Un processus long et complexe pour les auteurs
Pour les auteurs souhaitant rompre leurs liens contractuels, le parcours s’apparente à un véritable marathon. L’historien Pascal Blanchard témoigne de la difficulté de ces négociations. Après l’arrivée de Lise Boëll à la direction de Fayard en 2024, il a dû mener plusieurs mois de discussions intenses pour récupérer les droits d’un ouvrage collectif sur François Mitterrand et se libérer d’un projet de livre sur les États-Unis.
La situation varie selon les profils contractuels. Certains auteurs ont déjà perçu des avances pour des ouvrages à venir, tandis que d’autres cherchent à reprendre le contrôle de titres déjà publiés depuis des années. Dans tous les cas, la patience est de mise face à une administration éditoriale qui semble peu encline à libérer ses signatures sans résistance.
Des précédents qui encouragent la mobilisation
Le mouvement de contestation prend de l’ampleur, notamment dans le milieu académique. Près de 65 universitaires ont signé un courrier collectif pour réclamer la restitution des droits de leurs ouvrages, dénonçant ce qu’ils qualifient de dérive idéologique au sein de Fayard. Cette maison centenaire, autrefois considérée comme un fleuron des sciences humaines, est au cœur des tensions depuis son intégration complète dans le giron de Vivendi.
Certains auteurs ont toutefois réussi à obtenir gain de cause à la faveur de polémiques médiatiques. L’historien Jean-Yves Mollier, âgé de 78 ans, a ainsi récupéré ses droits après avoir dénoncé des pressions éditoriales. Pour cet intellectuel, la préservation de sa réputation et de son indépendance scientifique prime sur les enjeux financiers de l’édition traditionnelle.

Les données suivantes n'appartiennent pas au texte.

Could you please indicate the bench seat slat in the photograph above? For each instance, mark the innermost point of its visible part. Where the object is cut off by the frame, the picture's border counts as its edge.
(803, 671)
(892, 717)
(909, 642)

Vers une évolution du cadre légal ?
Récupérer ses droits d’auteur reste un défi juridique majeur en France. Actuellement, une maison d’édition demeure contractuellement propriétaire d’une œuvre jusqu’à 70 ans après le décès de son créateur. Si une réforme datant de 2014 permet de rompre ce lien en cas de manquement flagrant de l’éditeur à ses obligations de promotion, ces critères restent difficiles à mobiliser pour la majorité des écrivains.
Face à ce constat, plusieurs pistes de réflexion émergent pour rééquilibrer les rapports de force :
- L’introduction d’une clause de conscience, calquée sur le modèle des journalistes, permettant de quitter une structure en cas de changement d’actionnariat.
- La possibilité de résiliation simplifiée en cas de modification brutale de la politique éditoriale.
- Un renforcement des obligations de transparence sur l’exploitation des œuvres.
La ministre de la Culture, Catherine Pégard, a récemment qualifié de légitime l’interrogation sur la rupture du lien entre un auteur et son éditeur lorsque la ligne éditoriale est profondément transformée. Cette prise de position officielle pourrait ouvrir la voie à une révision législative attendue par les 200 auteurs ayant déjà claqué la porte de Grasset.